As writer Gracie Bonds Staples reports in an article for the Atlanta Journal Constitution, dentists fear this lack of dental care among children is leading to an epidemic.

Doctors say the infection can impact a child’s physical and social health. The Surgeon General’s Report on Oral Health estimates that more than 51 million school hours are missed by children across the country each year because of dental or related problems.
This is a concern of oral care professionals around the country, including a pediatric dentist in Philadelphia like Gerald Regni, DMD. To encourage children to visit their dentists regularly, caring dental professionals create a child-friendly and warm atmosphere in their offices, with a staff that ensures a child’s dental experience is happy and stress-free.

A trusted pediatric dentist often also has to act as an emergency dentist in Philadelphia and elsewhere. This is true when a child suddenly suffers from a severe toothache, as a result of improper oral care.

Likewise, tooth and mouth injuries are fairly common in children, given their active and playful nature. When a child’s tooth accidentally gets knocked out, the tooth should be recovered and preserved as best as possible, and child and tooth have to immediately be taken to an emergency dentist for treatment.

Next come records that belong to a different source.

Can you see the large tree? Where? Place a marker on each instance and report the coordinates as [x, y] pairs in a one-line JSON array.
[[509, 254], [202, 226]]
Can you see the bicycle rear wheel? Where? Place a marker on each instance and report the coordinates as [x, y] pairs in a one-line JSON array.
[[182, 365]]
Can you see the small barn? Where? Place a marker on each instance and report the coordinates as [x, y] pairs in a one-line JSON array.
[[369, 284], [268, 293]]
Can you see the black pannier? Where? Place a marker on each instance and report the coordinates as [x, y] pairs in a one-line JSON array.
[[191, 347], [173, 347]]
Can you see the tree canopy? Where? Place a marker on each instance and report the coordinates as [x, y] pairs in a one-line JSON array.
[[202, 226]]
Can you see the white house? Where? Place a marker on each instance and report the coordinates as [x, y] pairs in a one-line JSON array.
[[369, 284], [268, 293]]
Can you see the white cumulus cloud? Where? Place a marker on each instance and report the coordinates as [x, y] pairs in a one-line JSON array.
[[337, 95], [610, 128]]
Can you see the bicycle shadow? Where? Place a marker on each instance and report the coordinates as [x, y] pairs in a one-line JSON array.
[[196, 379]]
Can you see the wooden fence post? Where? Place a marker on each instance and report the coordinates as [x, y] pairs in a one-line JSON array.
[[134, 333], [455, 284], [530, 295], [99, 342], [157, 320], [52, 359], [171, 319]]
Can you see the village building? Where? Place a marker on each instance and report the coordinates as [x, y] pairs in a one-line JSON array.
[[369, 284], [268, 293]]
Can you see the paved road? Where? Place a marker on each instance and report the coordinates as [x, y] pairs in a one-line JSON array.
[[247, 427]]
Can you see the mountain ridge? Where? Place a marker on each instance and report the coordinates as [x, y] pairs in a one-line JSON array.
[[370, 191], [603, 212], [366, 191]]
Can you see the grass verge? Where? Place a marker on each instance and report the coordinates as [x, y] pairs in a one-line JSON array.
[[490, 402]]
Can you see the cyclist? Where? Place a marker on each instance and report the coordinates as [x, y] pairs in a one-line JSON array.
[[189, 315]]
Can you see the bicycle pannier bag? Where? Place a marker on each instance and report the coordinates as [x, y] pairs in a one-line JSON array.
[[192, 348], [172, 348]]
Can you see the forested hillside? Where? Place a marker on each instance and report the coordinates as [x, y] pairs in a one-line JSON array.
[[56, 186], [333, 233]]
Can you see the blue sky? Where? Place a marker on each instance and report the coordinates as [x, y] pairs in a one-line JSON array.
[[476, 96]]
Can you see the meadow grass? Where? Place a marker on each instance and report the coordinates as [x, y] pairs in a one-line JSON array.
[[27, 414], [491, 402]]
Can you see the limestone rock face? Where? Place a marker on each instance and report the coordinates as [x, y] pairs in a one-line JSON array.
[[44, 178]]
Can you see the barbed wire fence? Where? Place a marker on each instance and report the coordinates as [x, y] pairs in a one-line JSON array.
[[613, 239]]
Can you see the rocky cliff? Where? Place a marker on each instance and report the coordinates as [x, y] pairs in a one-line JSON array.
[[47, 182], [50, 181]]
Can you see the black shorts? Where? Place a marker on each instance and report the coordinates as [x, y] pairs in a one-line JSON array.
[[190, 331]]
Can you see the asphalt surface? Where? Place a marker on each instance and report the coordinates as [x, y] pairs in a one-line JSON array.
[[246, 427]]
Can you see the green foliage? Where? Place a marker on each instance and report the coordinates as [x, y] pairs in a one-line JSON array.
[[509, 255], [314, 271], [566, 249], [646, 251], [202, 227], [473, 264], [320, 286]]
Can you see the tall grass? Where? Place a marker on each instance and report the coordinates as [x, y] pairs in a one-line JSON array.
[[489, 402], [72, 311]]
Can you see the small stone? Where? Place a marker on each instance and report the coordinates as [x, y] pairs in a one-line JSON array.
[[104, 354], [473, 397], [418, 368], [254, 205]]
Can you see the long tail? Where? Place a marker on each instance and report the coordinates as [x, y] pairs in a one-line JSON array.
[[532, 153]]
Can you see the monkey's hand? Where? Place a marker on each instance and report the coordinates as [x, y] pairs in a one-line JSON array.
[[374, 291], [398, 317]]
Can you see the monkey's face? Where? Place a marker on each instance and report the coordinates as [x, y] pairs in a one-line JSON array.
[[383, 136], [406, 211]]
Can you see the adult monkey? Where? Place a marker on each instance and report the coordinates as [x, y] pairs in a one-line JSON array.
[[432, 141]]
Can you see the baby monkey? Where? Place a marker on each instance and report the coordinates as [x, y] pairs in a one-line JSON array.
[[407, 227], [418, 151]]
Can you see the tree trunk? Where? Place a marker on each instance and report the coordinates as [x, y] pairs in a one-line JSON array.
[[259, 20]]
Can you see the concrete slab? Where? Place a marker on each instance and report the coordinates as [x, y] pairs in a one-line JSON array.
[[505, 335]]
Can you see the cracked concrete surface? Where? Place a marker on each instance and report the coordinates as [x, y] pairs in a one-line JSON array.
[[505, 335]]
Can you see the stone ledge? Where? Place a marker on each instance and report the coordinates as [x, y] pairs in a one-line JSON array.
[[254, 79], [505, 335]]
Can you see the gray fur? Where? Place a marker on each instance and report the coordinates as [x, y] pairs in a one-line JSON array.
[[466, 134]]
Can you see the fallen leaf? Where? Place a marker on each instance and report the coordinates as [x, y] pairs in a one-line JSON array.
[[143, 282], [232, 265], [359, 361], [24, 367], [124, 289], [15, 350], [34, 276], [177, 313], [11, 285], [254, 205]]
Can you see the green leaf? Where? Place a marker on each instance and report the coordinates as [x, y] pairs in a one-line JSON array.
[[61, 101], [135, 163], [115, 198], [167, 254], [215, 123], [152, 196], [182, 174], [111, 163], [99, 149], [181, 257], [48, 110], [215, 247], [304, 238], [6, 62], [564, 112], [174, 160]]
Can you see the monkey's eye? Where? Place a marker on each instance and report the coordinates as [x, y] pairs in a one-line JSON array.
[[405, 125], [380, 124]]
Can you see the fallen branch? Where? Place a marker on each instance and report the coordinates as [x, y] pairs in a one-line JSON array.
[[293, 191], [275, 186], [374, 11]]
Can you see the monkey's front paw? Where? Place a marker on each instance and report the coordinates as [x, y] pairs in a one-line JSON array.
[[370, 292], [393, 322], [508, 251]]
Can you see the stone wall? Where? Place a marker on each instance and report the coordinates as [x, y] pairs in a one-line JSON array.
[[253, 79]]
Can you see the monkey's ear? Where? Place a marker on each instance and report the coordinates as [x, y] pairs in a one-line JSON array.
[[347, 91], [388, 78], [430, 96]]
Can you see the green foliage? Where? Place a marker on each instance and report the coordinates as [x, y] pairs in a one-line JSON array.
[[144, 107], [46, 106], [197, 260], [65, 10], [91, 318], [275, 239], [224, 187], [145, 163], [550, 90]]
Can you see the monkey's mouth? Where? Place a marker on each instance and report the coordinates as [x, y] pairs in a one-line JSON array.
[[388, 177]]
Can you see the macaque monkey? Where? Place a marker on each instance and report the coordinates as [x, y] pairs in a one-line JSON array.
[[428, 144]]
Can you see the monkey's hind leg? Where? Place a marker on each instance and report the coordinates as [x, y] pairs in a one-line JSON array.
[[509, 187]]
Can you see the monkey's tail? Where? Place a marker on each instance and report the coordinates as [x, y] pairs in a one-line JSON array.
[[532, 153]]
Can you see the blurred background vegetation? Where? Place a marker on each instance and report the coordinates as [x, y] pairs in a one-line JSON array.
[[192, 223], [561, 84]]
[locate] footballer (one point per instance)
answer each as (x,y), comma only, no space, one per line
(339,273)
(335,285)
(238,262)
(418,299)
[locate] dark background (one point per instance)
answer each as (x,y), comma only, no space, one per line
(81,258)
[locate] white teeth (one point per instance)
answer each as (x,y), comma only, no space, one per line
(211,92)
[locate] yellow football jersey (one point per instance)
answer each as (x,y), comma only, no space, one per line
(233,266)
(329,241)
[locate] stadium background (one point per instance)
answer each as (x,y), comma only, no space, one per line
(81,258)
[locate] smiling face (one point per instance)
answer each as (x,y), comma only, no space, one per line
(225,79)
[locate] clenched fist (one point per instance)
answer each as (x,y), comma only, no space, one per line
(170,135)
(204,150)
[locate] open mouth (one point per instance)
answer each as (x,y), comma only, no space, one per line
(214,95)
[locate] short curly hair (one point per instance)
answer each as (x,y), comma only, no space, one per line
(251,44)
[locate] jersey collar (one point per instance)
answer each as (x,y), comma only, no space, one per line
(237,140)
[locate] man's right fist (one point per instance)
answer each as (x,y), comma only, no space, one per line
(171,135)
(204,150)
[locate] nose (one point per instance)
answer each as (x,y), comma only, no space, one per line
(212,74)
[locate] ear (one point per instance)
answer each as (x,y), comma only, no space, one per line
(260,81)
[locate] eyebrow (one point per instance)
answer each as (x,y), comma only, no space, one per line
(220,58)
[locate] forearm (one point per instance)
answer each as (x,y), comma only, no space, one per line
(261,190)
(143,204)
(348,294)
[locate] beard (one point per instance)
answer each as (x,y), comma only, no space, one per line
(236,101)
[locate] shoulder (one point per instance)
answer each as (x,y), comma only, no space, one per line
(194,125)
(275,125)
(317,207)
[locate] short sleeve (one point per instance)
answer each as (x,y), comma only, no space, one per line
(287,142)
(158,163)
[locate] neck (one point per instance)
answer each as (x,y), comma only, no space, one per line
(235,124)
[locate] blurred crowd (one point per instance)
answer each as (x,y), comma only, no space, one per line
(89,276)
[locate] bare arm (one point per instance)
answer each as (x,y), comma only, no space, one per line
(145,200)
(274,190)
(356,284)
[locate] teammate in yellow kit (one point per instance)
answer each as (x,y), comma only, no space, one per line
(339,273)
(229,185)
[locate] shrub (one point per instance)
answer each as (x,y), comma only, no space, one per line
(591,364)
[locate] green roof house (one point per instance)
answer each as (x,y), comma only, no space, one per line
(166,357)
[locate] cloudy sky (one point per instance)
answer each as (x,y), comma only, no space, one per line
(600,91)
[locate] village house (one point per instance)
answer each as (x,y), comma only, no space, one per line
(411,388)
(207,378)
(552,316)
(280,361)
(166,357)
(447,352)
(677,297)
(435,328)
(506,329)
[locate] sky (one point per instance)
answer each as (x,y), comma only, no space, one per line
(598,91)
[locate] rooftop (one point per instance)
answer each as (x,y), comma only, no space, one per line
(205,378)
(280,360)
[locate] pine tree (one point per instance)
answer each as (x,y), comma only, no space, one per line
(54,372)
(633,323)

Losing a tooth early, whether from trauma or tooth decay, can have long term consequences in one’s dental health. Baby teeth are essential to a child’s speech development and oral digestion, so a premature loss could lead to impediments in both. Additionally, prematurely losing baby teeth, or the early loss of permanent teeth, can lead to gaps and teeth misalignment.

Proper dental hygiene is one of the things that parents have to teach their children. Not only will this ensure better dental health in adulthood, it also builds confidence and discipline in them--two things that they would need in life as they grow up.